Стояло прекрасное лето. И часто после работы мы с Л. уходили в чистое поле, поскольку все же невеста была она, и лежали во ржи. Однажды нас чуть не убил немецкий стрелок с бреющего полета.
Ночью небо гудело миллионнократно усиленным шмелиным гулом – немцы летели бомбить Москву.
Как-то в конце светлого солнечного сентября нас повели в Вязьму, посадили в вагоны и отправили в столицу. Много позже я узнал, что немцы обошли наши оборонительные линии и, если бы не распорядительность какого-то начальства, мы бы оказались в окружении и в плену.
В Вязьме мы встретились с ополчением – плохо одетым и обученным войском, состоявшим из московских интеллигентов и мальчишек.
А может быть, это произошло в начале октября. Время текло быстро и дни сливались с днями.
В Москве находился Павел Коган, сухой, загоревший, с трудом добравшийся из Закавказья, где работал в геологической экспедиции. Он проживал тогда на улице Пушкина (Б. Дмитровке) у литинститутки Нины Бать. Вместе мы пошли на улицу Мархлевского, где в здании школы записывали в училище военных переводчиков. Первый вопрос был – знаете ли немецкий. Павел быстро сказал: «Да». Я замялся, потому что немецкий знал плохо. Меня не взяли. Павел вскоре уехал в училище переводчиков, наскоро приказав мне на фронт не идти, а описывать подвиги друзей и вообще историю поколения.

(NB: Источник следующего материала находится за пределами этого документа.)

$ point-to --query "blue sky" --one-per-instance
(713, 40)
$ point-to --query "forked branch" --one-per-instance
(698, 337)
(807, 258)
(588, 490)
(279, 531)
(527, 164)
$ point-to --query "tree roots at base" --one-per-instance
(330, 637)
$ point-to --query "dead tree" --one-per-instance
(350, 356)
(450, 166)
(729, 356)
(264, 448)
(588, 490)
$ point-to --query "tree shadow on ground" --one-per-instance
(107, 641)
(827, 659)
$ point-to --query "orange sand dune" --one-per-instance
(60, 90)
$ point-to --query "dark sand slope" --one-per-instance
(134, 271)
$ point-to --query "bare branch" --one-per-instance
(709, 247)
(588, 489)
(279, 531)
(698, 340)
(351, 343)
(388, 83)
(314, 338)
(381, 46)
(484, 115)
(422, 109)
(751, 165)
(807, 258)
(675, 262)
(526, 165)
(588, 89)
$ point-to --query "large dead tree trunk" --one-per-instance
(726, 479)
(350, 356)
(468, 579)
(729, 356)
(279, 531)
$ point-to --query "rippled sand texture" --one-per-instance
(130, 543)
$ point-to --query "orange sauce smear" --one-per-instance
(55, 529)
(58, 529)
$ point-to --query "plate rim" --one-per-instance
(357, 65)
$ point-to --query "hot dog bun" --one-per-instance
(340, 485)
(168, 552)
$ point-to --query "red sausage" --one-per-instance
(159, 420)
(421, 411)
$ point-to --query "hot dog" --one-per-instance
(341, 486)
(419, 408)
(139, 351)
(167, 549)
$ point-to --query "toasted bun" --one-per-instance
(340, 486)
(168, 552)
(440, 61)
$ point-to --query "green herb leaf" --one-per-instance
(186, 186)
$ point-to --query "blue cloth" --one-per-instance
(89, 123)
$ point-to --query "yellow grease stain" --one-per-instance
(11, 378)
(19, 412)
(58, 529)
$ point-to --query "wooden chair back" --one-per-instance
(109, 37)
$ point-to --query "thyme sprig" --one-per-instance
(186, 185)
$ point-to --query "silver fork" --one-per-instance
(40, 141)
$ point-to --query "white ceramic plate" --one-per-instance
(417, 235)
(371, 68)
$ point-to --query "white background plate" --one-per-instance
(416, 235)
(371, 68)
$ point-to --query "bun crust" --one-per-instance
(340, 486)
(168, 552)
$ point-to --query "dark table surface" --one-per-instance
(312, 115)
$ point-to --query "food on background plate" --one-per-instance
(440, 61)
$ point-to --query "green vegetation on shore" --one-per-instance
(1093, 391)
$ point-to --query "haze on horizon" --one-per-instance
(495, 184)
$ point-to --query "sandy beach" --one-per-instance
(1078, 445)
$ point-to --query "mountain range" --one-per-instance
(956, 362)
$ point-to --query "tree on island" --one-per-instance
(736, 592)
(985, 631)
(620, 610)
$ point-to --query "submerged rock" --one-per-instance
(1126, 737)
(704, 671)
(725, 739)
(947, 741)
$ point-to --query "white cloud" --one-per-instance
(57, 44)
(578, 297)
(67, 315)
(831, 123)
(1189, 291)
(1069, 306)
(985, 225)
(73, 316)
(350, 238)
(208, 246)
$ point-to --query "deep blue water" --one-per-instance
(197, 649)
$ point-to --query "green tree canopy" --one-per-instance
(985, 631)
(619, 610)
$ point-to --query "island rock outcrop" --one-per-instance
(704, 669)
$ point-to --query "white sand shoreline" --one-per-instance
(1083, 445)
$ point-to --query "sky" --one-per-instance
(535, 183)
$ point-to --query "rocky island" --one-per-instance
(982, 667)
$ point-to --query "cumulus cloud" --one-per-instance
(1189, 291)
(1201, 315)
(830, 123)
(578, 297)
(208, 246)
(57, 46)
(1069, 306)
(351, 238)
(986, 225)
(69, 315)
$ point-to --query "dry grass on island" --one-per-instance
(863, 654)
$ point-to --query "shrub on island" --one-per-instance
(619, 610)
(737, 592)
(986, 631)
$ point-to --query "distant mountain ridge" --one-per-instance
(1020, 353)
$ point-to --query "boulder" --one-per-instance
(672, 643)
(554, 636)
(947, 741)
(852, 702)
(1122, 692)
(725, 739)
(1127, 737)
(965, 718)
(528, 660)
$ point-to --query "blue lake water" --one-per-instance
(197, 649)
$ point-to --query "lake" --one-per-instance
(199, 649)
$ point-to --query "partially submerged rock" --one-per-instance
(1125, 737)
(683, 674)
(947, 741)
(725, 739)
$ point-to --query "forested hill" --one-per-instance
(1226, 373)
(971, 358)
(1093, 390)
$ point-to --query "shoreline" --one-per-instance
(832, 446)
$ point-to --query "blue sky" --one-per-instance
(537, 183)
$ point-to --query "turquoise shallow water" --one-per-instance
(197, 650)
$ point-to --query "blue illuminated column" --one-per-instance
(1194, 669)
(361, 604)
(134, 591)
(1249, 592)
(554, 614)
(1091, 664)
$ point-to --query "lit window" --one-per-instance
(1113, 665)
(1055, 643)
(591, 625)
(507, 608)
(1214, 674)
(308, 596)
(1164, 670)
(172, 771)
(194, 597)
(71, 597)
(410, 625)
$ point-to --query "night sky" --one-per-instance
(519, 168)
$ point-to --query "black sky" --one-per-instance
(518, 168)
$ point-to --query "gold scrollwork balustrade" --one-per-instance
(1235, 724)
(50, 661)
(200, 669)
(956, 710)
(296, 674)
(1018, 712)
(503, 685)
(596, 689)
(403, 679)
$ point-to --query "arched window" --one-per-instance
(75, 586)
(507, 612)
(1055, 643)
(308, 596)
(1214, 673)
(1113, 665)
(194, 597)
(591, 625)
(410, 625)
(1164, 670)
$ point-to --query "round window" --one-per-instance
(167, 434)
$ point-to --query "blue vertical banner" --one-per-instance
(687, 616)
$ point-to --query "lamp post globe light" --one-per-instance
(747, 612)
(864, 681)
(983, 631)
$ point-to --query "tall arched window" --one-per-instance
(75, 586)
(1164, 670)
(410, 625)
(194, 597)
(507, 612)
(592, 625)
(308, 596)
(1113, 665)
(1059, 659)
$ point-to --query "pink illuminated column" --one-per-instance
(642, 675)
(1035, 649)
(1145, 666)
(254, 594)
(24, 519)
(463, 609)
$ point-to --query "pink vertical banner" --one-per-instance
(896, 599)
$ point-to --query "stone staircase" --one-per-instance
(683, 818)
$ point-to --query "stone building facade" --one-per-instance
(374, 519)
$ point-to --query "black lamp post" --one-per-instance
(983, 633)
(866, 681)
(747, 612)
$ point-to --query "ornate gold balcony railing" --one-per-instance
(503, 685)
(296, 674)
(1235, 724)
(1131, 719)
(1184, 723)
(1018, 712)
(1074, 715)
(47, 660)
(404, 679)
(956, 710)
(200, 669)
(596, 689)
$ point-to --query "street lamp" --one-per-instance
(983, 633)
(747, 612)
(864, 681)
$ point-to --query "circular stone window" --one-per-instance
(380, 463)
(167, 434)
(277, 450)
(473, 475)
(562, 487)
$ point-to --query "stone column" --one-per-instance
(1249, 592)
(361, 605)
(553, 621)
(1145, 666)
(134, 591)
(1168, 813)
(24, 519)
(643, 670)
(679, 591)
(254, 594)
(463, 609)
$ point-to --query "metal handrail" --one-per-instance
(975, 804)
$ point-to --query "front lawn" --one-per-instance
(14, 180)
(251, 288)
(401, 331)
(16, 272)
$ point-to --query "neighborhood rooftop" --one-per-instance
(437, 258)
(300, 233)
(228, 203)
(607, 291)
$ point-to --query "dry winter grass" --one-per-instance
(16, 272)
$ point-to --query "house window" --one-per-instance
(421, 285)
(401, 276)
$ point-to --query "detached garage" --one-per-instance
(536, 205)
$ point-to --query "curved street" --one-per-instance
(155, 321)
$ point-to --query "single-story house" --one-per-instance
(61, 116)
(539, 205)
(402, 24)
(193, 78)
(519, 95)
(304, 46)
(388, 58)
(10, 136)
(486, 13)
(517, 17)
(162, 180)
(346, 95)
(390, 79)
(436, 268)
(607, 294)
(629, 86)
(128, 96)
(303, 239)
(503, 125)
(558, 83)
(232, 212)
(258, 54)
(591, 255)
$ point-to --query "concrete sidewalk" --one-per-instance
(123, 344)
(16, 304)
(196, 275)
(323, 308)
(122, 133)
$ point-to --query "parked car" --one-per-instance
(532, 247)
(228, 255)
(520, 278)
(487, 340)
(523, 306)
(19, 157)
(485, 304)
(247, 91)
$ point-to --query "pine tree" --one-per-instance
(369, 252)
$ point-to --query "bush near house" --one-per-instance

В эти начальные дни солнечного и пустого октября 1941 года я и попытался написать нечто о поколении – безуспешная попытка, а может быть, самое начальное состояние этой моей всегда писавшейся книги.
Пришел и ушел Слуцкий.
Марк Бершадский и Женя Астерман, сказавшись отсутствующими в городе, когда нас призвали строить укрепления перед Вязьмой, уже были в военном училище на станции Подсолнечной. Вскоре им предстояло погибнуть.
Солнечный этот октябрь был пуст. По радио играла музыка. Я почему-то переводил «Пьяный корабль» Рембо – первый мой перевод.
Теперь, пожалуй, можно себе представить, почему в каком-то смутном порыве я обратился к строкам «Пьяного корабля» и ощутил потребность вновь пережить его и переложить по-своему. Меня влекло ощущение внутренней свободы среди разбушевавшихся стихий, бесстрашие и обреченность, воплощенные в образе летящего по бурным волнам корабля. И чувство огромности и небывалости происходящего. И чувство неприкаянности.
16 октября, в день паники, когда прошел слух о немецком десанте в Волоколамске, Москва казалась малонаселенной, и, собственно, паники не было, не было панического шума и топота толпы.
Отец вернулся из Института, откуда уже сбежало начальство, увезя с собой кассу с зарплатой.
В ИФЛИ, переселившемся на Пироговскую, тоже никого не было. В канцелярии валялись на полу бумаги и документы, маленькая записка предлагала студентам своими средствами добираться до Ташкента.
Город был просторный и оставленный. Было странное чувство свободы, неизвестности, страха, пустоты и отсутствия власти.
Пришла Л. и сказала, что есть билеты на пароход, отплывающий из Южного московского порта в Горький. Решили ехать. Необходимые вещи были уже связаны в большие тюки. Квартиру не заперли.
В подъезде стоял сосед Мухин.
– Ай да Гитлер! Ай да молодец! – сказал он гнусавым голосом хулигана.
Тут же терся жуликоватый управдом.
Вместе они отправились грабить нашу квартиру.
Битком набитый трамвай медленно плелся через весь город к Речному вокзалу. Неожиданно он был остановлен милицейским свистком. Какой-то гражданин вскочил на ходу на площадку прицепа. Милиционер снял его и потребовал уплатить штраф.
Этот эпизод чем-то был утешителен. Впоследствии я сам наблюдал и много слышал об автономной инерции в действиях должностных лиц и учреждений, временно лишенных руководства. Эта черта свидетельствовала о прочности строя и его отдельных звеньев. О крепости круговой поруки низового аппарата, выявлению которой много способствовала политика гитлеризма.
В способности сопротивления, в проявлении прочности и самосуществования изолированных частей государственного организма были, конечно, и национальный подтекст, национальная традиция. Но наличие национального начала здесь тесно слилось с началами строя. Одного национального не хватало, как, например, у французов.
Является ли национальная стойкость исторической и исключительной чертой русской нации? В известной мере – да. Но среде власти выгодно затушевывать социальный подтекст русского сопротивления в силу инстинкта самосохранения, выработавшегося у русской власти со времен татарщины. Когда ей грозит внешняя опасность – власть обращается к нации.
В начале войны выявилось, что у нас не столько крепкая власть, сколько прочный строй.